A novel and unified two-metal mechanism for DNA cleavage by type II and IA topoisomerases.

Schmidt, B.H.Burgin, A.B.Deweese, J.E.Osheroff, N.Berger, J.M.

(2010) Nature 465: 641-644

  • DOI: https://doi.org/10.1038/nature08974
  • Primary Citation of Related Structures:  
    3L4J, 3L4K

  • PubMed Abstract: 

    Type II topoisomerases are required for the management of DNA tangles and supercoils, and are targets of clinical antibiotics and anti-cancer agents. These enzymes catalyse the ATP-dependent passage of one DNA duplex (the transport or T-segment) through a transient, double-stranded break in another (the gate or G-segment), navigating DNA through the protein using a set of dissociable internal interfaces, or 'gates'. For more than 20 years, it has been established that a pair of dimer-related tyrosines, together with divalent cations, catalyse G-segment cleavage. Recent efforts have proposed that strand scission relies on a 'two-metal mechanism', a ubiquitous biochemical strategy that supports vital cellular processes ranging from DNA synthesis to RNA self-splicing. Here we present the structure of the DNA-binding and cleavage core of Saccharomyces cerevisiae topoisomerase II covalently linked to DNA through its active-site tyrosine at 2.5A resolution, revealing for the first time the organization of a cleavage-competent type II topoisomerase configuration.

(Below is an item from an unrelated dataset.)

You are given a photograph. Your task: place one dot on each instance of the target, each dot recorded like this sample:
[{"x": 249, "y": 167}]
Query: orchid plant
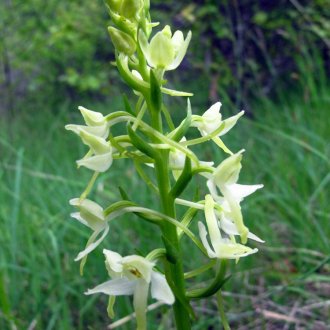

Unexpectedly, metal-soaking experiments indicate that cleavage is catalysed by a novel variation of the classic two-metal approach. Comparative analyses extend this scheme to explain how distantly-related type IA topoisomerases cleave single-stranded DNA, unifying the cleavage mechanisms for these two essential enzyme families. The structure also highlights a hitherto undiscovered allosteric relay that actuates a molecular 'trapdoor' to prevent subunit dissociation during cleavage. This connection illustrates how an indispensable chromosome-disentangling machine auto-regulates DNA breakage to prevent the aberrant formation of mutagenic and cytotoxic genomic lesions.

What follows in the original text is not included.